Не верю я в этого беглеца. Как и в невенчанную жену. Как и в банковские аферы, проворачиваемые по сегодняшним методикам. Как и в драму героя, который, решив, что готовящие банкротство сослуживцы уворуют его долю, сообщает большевикам (прежде предлагавшим ему свою махинацию): завтра наличность из банка уйдет. То есть, по разъяснениям автора в послесловии (для совсем тупых), выступает наводчиком. За что и получает от экспроприаторов надлежащую сумму, благодаря которой может отправить невенчанную жену к незаконнорожденному сыну, что давно обретается в Женеве и сотрудничает с Парвусом. Сын-то и вывел большевиков на папашу. Понимай как знаешь: то ли других банков в Москве не было, то ли грабить большевики могли лишь так, чтобы заодно порадеть родному человечку за наводку (если минуту подумать -- мнимую). А что серьезных эксов в 1917-м не было вовсе, что обычный грабеж и захват банка суть разные вещи, что деньги ленинцам шли в основном из-за кордона, что у большевиков и после октябрьского переворота с банками (и банковскими служащими, которые, не желая подчиняться самозваной власти, бастовали, а не воровали деньги клиентов) возникали проблемы -- дело десятое.
Ничего ведь не было. (Кроме выморочного психологизма и вполне справедливых, но излишне взвинченных ламентаций о мерзости декаданса, безбожия и революций.) Некогда случайно обретенные записи Л-ва повествователь перевел на новую орфографию (но в заголовке оставил «ять» и «ер» -- знай наших!), а тетрадь сжег в помоечном ящике, спеша в аэропорт «к последнему уходящему рейсу». Хранитель дневника убыл на Запад, куда тщетно рвался «отважный трус, совестливый вор, набожный распутник, вольномыслящий конформист.

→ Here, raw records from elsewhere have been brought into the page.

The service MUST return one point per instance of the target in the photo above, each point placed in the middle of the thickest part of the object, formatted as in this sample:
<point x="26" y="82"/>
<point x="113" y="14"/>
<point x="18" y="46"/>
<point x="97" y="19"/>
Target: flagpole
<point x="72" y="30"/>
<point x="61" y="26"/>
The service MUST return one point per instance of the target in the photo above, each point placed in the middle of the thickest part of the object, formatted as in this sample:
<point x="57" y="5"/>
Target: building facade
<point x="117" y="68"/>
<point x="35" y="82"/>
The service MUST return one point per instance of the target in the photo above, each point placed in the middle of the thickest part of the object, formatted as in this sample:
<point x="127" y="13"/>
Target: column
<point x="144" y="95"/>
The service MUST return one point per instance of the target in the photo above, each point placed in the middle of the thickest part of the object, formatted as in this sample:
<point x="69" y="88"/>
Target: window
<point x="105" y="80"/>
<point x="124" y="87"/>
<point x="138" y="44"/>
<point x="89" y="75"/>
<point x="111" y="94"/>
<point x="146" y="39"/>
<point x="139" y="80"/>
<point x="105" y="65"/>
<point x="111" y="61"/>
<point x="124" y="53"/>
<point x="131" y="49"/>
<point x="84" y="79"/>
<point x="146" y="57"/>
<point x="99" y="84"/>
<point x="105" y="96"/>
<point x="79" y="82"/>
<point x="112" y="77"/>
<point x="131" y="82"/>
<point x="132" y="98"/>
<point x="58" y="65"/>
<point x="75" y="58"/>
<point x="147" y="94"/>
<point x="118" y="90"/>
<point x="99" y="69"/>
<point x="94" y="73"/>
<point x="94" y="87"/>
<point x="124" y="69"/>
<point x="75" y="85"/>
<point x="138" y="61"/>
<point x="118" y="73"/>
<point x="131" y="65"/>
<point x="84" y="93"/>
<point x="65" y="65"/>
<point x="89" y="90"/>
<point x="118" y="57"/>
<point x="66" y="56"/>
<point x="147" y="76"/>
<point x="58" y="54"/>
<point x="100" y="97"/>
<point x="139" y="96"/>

Мертвая душа, каковы и все наши души, если признаться хоть себе честно». Его наследник оказался счастливее -- он опубликовал «дневник неизвестного», снабдив заключительной пометой: Vollendet im Jahre 2013 («завершено в 2013-м»).
Сия помета содержит три посыла. Во-первых, к означенной дате у нас должна вновь разлиться смута. Во-вторых, именно печальное будущее (накликиваемое теми, кому тошно от терпимого настоящего), а вовсе не пеплом ставшее прошлое занимает истинного создателя «Беглеца», решившего дать новый извод некогда прославившего его «Невозвращенца». В-третьих, за все исторические (психологические, сюжетные) промахи (указанные и оставленные мной за кадром, явившиеся плодом неаккуратности, неосведомленности или, напротив, изысканной «набоковской» игры) Кабаков никакой ответственности не несет. Это все «беглец» наблудил-напутал. А история у нас -- «мертвых душ» -- если и была, то сгорела в мусорном баке.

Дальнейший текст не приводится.